Commissioner Laura Bishop's been on the job since January. It's the first public sector job of any kind she's held in the last 16 years, a long time since she served in former Gov. Jesse Ventura's administration in the early aughts. In the meantime, she said she carved a place for herself in the executive structure of Best Buy, working as the chief sustainability and corporate responsibility officer for the tech giant.

"For me it wasn't necessarily going to Best Buy because I love electronic consumer products," Bishop told the Dispatch during a recent sit-down. "I do, but it was because I thought I could be part of a major company that's on the cusp of every community and their environmental impact throughout the state. This is our treasure and our future."

Before her stint in Ventura's government, Bishop sported a career in public service with stops at the White House, the U.S. Department of Education, and the State Department at the U.S. Embassy in Switzerland.

On a more personal note, Bishop spoke fondly of a childhood spent, in part, at a family cabin by Aitkin, where she discovered an appreciation for Minnesota's natural wilderness long predating the pillared halls of St. Paul and Washington, D.C.

These experiences look to be a valuable asset going forward, Bishop said, and she added it's one of the main reasons Gov. Tim Walz brought her aboard this year. The MPCA monitors environmental health, offers technical and financial assistance, enforces environmental regulations and performs preventative or cleanup initiatives throughout Minnesota.
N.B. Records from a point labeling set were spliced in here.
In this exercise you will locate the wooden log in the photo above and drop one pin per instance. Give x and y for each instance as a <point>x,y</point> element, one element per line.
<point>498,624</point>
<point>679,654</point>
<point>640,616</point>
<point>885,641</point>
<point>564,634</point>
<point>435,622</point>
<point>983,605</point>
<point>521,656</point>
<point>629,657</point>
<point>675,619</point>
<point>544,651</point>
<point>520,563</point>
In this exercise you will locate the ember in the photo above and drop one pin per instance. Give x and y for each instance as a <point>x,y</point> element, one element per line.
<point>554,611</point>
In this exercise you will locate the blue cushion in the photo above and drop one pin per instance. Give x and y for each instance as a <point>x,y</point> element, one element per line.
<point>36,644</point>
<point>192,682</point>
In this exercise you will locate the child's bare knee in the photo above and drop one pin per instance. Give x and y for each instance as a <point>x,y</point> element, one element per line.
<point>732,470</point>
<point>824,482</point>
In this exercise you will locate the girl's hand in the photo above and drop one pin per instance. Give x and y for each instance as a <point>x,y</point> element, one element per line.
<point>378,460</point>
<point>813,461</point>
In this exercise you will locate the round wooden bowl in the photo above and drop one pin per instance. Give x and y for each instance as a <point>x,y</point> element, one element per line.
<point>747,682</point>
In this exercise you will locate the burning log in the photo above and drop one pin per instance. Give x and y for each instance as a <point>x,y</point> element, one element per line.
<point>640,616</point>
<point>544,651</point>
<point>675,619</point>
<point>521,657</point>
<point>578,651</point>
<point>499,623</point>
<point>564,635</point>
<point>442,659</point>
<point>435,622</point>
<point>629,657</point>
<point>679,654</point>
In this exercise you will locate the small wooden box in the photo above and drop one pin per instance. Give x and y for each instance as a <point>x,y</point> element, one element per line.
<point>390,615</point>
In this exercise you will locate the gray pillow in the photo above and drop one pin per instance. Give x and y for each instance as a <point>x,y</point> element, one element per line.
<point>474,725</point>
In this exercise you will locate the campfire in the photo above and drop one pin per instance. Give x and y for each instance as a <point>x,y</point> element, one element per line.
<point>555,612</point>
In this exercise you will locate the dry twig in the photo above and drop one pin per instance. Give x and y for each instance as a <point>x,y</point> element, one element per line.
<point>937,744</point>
"While Minnesota is a leader in combating climate change, we still have work to do to build a sustainable future," Walz stated in a news release announcing the appointment earlier this year. "Laura Bishop is a proven coalition builder, with decades of experience in the corporate and public affairs sectors. As the chief sustainability and corporate responsibility officer for Best Buy, Laura knows how to build coalitions and implement solutions that are good for the environment and good for business-because it isn't one or the other."

While the MPCA counts about 75 percent of its staff as scientists and related fields, Bishop's goal is to bridge the gap between government regulators and private businesses throughout the state in what she hopes will be a proactive, cooperative and effective marriage.

Much of the issue lies in confusing or difficult regulatory hurdles for businesses to honor, she said, if those stipulations are communicated at all. If communities are going to address pressing issues of water quality, waste disposal, mining, landfill containment and others, she said, then they need to be included more in what the MPCA does.

"It's part of the process, but we're not going out to the communities, we're not asking the communities," Bishop said. "So, for me, we need a broader outreach plan that isn't just the media, or just government, but the neighborhoods and other (nongovernmental organizations), the chambers of commerce-getting more engagement."

Her stop at the Dispatch-just one of many throughout the state in what amounted to something of a tour, Bishop said-was done in that spirit.

Bishop-speaking as a recent private sector executive-noted she didn't agree with sentiments that environmental state agencies like the MPCA can be uncooperative, demanding or abuse their authority with local entities or businesses. Instead, she pointed to a lack of communication and engagement as an area where both sides come away feeling dissatisfied.

"If a company understands what's expected of them and that the communication is clear and the timeline is right in front of them, clear and one they can meet, that works well for both sides," Bishop said. "Most companies want certainty."